# Yak Shark - full video added



## topgunpete (Jul 19, 2009)

I had to do the fish justice and as much as I dislike long youtube video I had to split the video. I believe it adds to the full experience - it was a big day. I hope you enjoy. Good and Bad comments accepted.

cheers TGP.


----------



## topgunpete (Jul 19, 2009)

Part 2 added. Hope you enjoy.


----------



## kayakone (Dec 7, 2010)

Great catch Pete. My best is 5', which is a tadpole compared to yours.

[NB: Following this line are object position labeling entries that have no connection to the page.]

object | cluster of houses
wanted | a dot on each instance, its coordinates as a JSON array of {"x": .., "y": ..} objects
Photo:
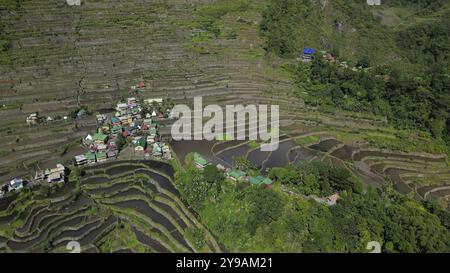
[
  {"x": 130, "y": 122},
  {"x": 308, "y": 55},
  {"x": 53, "y": 175},
  {"x": 35, "y": 118},
  {"x": 14, "y": 185},
  {"x": 233, "y": 174}
]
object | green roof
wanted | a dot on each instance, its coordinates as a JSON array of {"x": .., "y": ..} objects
[
  {"x": 257, "y": 180},
  {"x": 101, "y": 154},
  {"x": 141, "y": 142},
  {"x": 156, "y": 148},
  {"x": 236, "y": 174},
  {"x": 199, "y": 159},
  {"x": 100, "y": 137},
  {"x": 89, "y": 156},
  {"x": 267, "y": 181},
  {"x": 116, "y": 129}
]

Interested in the total length of the battle, the rod and reel combo, and the rig and bait you used. Certainly a battle of major proportions.

trev


----------



## TheFishinMusician (Feb 5, 2007)

Here's the report trev....
viewtopic.php?f=17&t=56056

thanks for the vid pete, & again, nice fish!


----------



## Guest (Jul 23, 2012)

Nice fish Pete got to be happy with that


----------



## kayakone (Dec 7, 2010)

The Fishin' Musician said:


> Here's the report trev....
> viewtopic.php?f=17&t=56056
> 
> thanks for the vid pete, & again, nice fish!


Thanks Mark


----------



## Squidder (Sep 2, 2005)

Great video Pete, shows how much of a handful a decent sized shark is in a yak. The rod juggling was classic :lol:


----------



## kayakone (Dec 7, 2010)

Very well captured (literally and figurately).

They don't give up.

Bone free dinners. Bon Apéritif!

trev


----------